The NSE Nifty 50 ended 0.08% higher at 24,734.3 and the BSE Sensex added 0.19% to 80,718.01. They had risen as much as 1.1% earlier in the session.
On Wednesday, the Goods and Services Taxes (GST) Council approved a shift to a two-rate structure from the existing four and cut levies on everyday items, aimed at reviving domestic demand and cushioning the blow from steep U.S. tariffs.
Energy stocks fell 1% after the government said oil and gas exploration, production, and pipeline services would move to the 18% slab from 12%.
Reliance Industries slid 1%, becoming the biggest drag on the indexes.
Information technology stocks fell 0.9%, registering their third consecutive session of losses.
The impact of the United States’ growth volatility from the tariffs on the IT sector is not clear and the segment will bear the brunt of this uncertainty, said Pankaj Pandey, head of retail research at ICICI Securities.
Seven of the 16 major sectors climbed.
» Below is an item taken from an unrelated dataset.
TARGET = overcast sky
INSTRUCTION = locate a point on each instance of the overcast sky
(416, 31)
Financials gained 0.5%. Auto and consumer goods companies climbed 0.9% and 0.2%, respectively, on hopes that lower GST rates will spur spending.
The reform brought taxes on toothpaste and shampoo down to 5% from 18%, while small cars, air conditioners and televisions moved to 18% from 28%.
Mahindra & Mahindra jumped 6%. Consumer companies including Britannia, Colgate Palmolive India and Emami rose between 2.9% and 4.2%.
The government estimates the tax reform will cause a revenue loss of 480 billion rupees ($5.5 billion), lower than economists’ estimate of 1 trillion to 1.8 trillion rupees.
The GST reforms are positive, but foreign investors weigh more than just local policy as U.S. rates, dollar strength and global risk appetite remain key drivers of flows, said Ross Maxwell, global strategy lead at VT Markets.
Foreign institutional investors (FIIs) sold $4 billion of Indian equities in August and more than $1 billion in the first three sessions of September.
Broader mid-caps and small-caps fell about 0.7% each, after rising about 3% in last three sessions.